By Ruth Ann Replogle, Columnist
Enid News and Eagle
I recently read an Associated Press story about more than 200 girls in India who chose new names for themselves. They were part of a renaming ceremony held by Save the Girl Child, to help give them a fighting chance against widespread gender discrimination. Several shed their birth names such as Nakusa or Nakushi — which mean “unwanted” in Hindi — and took new names such as Ashmita (“strong” or “very tough”) or Vaishali (“beautiful” or “good”).
The gist of the article indicated the nation as a whole prefers boys to girls because various Hindu practices dictate the significance of male roles in culture and society.
It got me to thinking about how important names are.
My parents named me Ruth after the Moabite widow in the Bible. She became the great-grandmother of King David, therefore was an ancestor of Jesus Christ. She was an outsider, not part of the chosen race, yet she integrated into Jewish society and was known for her faithfulness. Coincidentally, my mother-in-law’s name is Norma (whereas Ruth’s mother-in-law was Naomi).
Ruth has Hebrew origin and ranges in meanings including “friend,” “companion,” “beloved,” “favor,” “grace,” “mercy,” “sympathy” or “compassion.” Alternate spellings are Rue, Rewen, Ruethe and Ruthie.
Maybe your mom or dad chose your name because of the specific meaning behind it. Or perhaps they named you after the trending movie star or novel character. Or maybe they didn’t have a rhyme or reason to your name other than they simply liked the sound of it.
Whatever the case, our names are critical to our way of life in the U.S., from job applications to loans, from social interaction to personal identification.
Did you realize God knows you by name? Dwell on this thought for a moment! The Creator of the universe intimately knows you and has known your name since you were conceived in your mother’s womb.
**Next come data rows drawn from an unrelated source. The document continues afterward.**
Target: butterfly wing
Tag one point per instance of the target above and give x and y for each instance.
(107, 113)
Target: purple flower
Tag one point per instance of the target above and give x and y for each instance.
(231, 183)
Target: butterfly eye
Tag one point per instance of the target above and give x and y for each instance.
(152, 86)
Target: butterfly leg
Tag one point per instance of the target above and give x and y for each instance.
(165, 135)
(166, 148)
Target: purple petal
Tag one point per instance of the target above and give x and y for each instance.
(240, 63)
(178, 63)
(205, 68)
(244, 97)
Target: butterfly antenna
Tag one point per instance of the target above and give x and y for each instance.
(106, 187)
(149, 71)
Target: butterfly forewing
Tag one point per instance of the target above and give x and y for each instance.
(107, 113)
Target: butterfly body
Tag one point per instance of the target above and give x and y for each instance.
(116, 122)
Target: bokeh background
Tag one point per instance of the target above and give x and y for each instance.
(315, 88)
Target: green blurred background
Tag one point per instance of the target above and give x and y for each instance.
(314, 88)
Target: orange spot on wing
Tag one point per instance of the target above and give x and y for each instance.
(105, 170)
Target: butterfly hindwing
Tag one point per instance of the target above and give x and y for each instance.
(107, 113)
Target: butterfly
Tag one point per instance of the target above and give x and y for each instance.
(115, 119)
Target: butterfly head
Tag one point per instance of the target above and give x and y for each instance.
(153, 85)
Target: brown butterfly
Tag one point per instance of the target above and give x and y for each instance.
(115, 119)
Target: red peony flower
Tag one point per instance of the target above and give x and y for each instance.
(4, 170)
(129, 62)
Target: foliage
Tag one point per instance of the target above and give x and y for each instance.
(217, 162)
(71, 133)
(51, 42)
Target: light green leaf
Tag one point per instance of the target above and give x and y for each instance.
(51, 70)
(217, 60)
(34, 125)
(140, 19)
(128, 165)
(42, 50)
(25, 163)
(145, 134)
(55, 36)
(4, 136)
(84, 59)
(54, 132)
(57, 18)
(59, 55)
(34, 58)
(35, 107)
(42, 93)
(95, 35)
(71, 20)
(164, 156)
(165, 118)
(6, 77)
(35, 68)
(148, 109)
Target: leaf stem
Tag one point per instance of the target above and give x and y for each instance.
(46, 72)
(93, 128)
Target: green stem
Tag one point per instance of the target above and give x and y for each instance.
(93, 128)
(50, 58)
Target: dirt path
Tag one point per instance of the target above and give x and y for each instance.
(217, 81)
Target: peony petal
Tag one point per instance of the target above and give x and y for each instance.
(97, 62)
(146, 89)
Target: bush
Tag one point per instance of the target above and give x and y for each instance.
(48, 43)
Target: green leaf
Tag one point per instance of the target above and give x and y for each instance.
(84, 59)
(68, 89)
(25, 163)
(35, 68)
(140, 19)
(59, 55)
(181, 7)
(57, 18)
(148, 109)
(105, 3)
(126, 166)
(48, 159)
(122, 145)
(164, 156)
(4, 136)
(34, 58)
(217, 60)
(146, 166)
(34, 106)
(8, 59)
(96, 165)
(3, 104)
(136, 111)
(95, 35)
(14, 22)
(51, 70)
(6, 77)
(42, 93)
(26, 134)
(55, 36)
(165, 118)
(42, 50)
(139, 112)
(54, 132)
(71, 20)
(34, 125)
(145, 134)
Reflect on these verses in Isaiah — “But now the Lord who created you, O Israel, says, ‘Don’t be afraid, for I have ransomed you; I have called you by name; you are Mine.’” (Isaiah 43:1) and “I have written your name on My hand.” (Isaiah 49:16)
I’m repeatedly struck with awe in John 11 when Jesus called out Lazarus’ name and rose him from the dead. The gospel group Karen Peck and New River sings about this in “Four Days Late” — “You may be fighting a battle of fear. You’ve cried to the Lord ‘I need you now’ but He has not appeared. Friend, don’t be discouraged, cause He’s still the same. He’ll soon be here, He’ll roll back the stone and HE’LL CALL OUT YOUR NAME.”
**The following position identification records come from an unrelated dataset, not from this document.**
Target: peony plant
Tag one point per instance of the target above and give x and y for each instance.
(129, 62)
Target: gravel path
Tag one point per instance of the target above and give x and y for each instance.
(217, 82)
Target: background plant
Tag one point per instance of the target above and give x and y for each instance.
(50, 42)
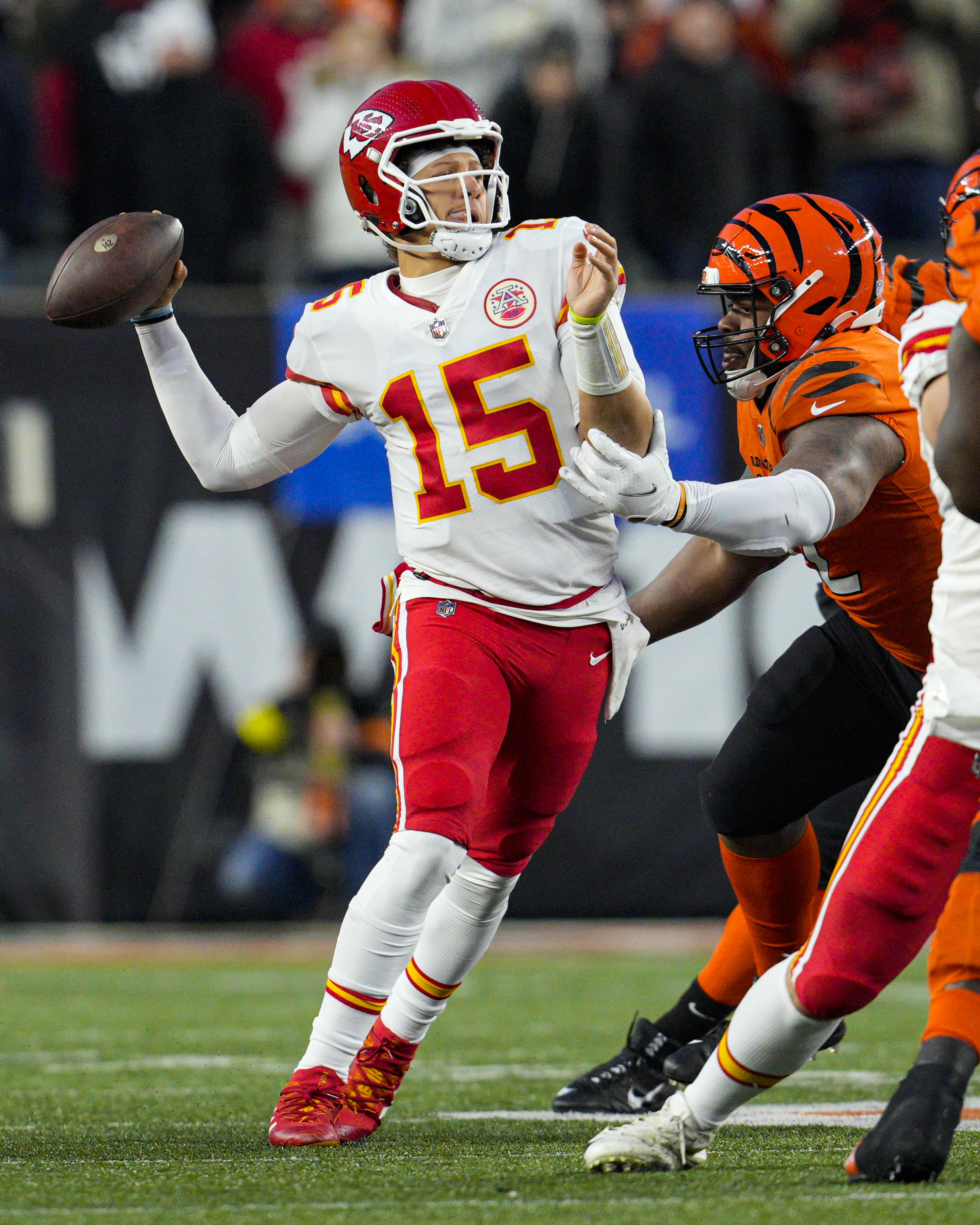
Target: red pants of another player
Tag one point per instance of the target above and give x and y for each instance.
(493, 725)
(893, 876)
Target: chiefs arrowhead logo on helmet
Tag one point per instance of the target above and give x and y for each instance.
(391, 129)
(364, 128)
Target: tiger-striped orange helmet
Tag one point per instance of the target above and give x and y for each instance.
(811, 268)
(962, 198)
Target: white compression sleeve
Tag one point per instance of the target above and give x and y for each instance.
(570, 365)
(281, 432)
(761, 519)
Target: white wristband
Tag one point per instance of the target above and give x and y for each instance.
(766, 517)
(601, 363)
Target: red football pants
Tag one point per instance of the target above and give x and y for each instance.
(893, 875)
(493, 725)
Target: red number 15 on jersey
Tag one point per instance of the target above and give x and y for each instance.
(498, 481)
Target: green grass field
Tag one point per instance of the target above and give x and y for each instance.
(143, 1094)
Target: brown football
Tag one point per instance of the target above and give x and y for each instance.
(116, 270)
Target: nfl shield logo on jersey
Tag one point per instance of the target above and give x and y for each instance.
(364, 128)
(510, 303)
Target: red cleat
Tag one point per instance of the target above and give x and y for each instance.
(306, 1109)
(374, 1079)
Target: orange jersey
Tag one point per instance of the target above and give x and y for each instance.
(963, 251)
(879, 568)
(908, 286)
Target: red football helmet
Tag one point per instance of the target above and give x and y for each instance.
(402, 117)
(811, 265)
(962, 198)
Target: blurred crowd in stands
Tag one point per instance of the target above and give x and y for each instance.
(656, 118)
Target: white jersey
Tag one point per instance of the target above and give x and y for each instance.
(952, 683)
(477, 402)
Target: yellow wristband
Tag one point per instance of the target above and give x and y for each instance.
(681, 510)
(585, 323)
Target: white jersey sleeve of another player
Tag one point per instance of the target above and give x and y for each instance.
(922, 354)
(565, 233)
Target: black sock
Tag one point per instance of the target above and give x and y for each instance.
(958, 1058)
(693, 1016)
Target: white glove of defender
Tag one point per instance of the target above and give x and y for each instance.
(637, 488)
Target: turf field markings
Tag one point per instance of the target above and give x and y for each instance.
(44, 1056)
(172, 1063)
(502, 1201)
(473, 1072)
(835, 1114)
(846, 1076)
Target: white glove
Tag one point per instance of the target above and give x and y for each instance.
(637, 488)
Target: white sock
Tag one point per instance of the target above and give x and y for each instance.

Christian author Max Lucado wrote a book titled “When God Whispers Your Name.” I cried when I read it for the first time as a summer missionary in 1996. The overall theme is God takes you as you are, wherever you are. One line in chapter seven says it all: “I’ve never been surprised by God’s judgment, but I’m still stunned by His grace.”
His grace is reflected throughout Scripture, woven into every tale written in His Word. And you’ll notice when the Lord speaks, He clearly addresses the person He’s talking to by name ... not his title, not her station, but name.
We are valuable to Him, of interest to Him, celebrated by Him. The bottom line? You are important enough to Him, He will call out your name.